Synopsis : Cristi, un inspecteur de police de Bucarest corrompu par des trafiquants de drogue, est soupçonné par ses supérieurs et mis sur écoute. Embarqué malgré lui par la sulfureuse Gilda sur l’île de la Gomera il doit apprendre vite le Silbo, une langue siflée ancestrale. Gâce à ce langage secret, il pourra libérer en Roumanie un mafieux de prison et récupérer les millions cachés. Mais l’amour va s’en mêler et rien ne se passera comme prévu…

Après un certain nombre de longs métrages d’art et d’essai (dont 12h08 à l’est de Bucarest, Police, Adjective et The Treasure) qui ont été acclamés dans les festivals et même distribués en salles au-delà de la Roumanie dans certains cas, l’auteur-réalisateur Corneliu Porumboiu change de style avec Les siffleurs une coproduction franco-roumaine-allemande qui se déroule non seulement à Bucarest, la ville natale de Porumboiu, mais aussi sur l’île canarienne de La Gomera et même à Singapour.
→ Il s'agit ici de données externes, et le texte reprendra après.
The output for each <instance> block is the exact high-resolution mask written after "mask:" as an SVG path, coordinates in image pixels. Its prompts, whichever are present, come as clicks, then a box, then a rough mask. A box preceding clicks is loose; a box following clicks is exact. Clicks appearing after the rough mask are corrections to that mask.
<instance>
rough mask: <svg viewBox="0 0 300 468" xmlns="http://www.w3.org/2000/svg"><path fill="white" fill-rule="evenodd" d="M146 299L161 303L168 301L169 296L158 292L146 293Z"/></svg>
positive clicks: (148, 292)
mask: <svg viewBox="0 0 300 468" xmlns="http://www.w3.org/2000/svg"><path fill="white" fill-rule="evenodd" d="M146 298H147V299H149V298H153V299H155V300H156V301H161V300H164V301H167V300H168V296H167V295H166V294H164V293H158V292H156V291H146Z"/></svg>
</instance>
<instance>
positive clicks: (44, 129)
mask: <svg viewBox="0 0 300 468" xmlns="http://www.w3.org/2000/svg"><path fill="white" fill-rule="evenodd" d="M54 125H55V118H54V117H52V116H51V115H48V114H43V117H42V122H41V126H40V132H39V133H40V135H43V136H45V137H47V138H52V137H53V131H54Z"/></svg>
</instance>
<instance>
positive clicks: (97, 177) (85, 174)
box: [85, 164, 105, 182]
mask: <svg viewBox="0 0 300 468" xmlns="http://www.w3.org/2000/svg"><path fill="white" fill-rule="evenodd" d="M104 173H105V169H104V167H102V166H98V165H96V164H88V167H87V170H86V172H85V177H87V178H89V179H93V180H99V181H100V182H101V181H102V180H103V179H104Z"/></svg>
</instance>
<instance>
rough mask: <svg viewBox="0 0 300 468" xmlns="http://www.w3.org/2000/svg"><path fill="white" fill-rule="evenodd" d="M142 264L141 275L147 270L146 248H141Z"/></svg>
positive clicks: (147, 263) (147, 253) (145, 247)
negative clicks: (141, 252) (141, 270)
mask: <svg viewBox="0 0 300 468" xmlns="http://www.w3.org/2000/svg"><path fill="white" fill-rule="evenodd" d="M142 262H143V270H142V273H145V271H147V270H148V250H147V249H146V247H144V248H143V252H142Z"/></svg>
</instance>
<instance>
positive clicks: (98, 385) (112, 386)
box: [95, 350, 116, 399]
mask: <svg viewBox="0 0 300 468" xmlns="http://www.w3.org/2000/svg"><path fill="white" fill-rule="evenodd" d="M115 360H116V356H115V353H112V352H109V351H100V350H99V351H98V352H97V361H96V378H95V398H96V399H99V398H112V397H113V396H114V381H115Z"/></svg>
Une histoire très divertissante et dense à la fois, d’un flic qui double son département et les gangsters avec qui il est de mèche.

Certains passionnés du réalisateur pourront se sentir un peu déconcertés par ce changement par rapport aux longues prises de vues et au critère de production de ses premières productions dans l’esprit de ce que l’on qualifie de Nouvelle Vague roumaine. Cependant, la préoccupation récurrente de Porumboiu pour la langue et sur l’héritage du régime répressif de Nicolae Ceaușescu est toujours là, mais abordée sous un autre angle. 

Au cœur de l’intrigue, cet ancien langage sifflant de La Gomera, aussi connu sous le nom d’El Silbo Gomero, que le policier Cristi (Vlad Ivanov à Porumboiu) va devoir apprendre de ses nouveaux associés mafieux espagnoles afin d’éviter la surveillance de ses collègues policiers. Un système de communication qui remonte à plusieurs générations, ce type de sifflement permettant de cartographier les voyelles et les consonnes de l’espagnol sur des hauteurs de sifflement particulières. Le bruit peut être assez fort pour être entendu à des kilomètres à travers un ravin montagneux sur une île volcanique ou, comme il est intelligemment déployé plus tard, d’un bloc d’immeubles à un autre à Bucarest.

Les différents personnages se jaugent constamment les uns les autres, mais à aucun moment, personne ne semble prendre véritablement le dessus, et grâce à la structure non linéaire, nous aussi, sommes conduits à chercher de rassembler les divers indices. Jusqu’au bout, le suspense demeure, rendant difficile de savoir qui double qui, et comment tout cela va se terminer, ce qui fait finalement aussi l’un des charmes du film.

L’ensemble est tout à fait agréable, rafraîchissant et intelligent. Un bon moment de cinéma dans ce 72ème Festival de Cannes.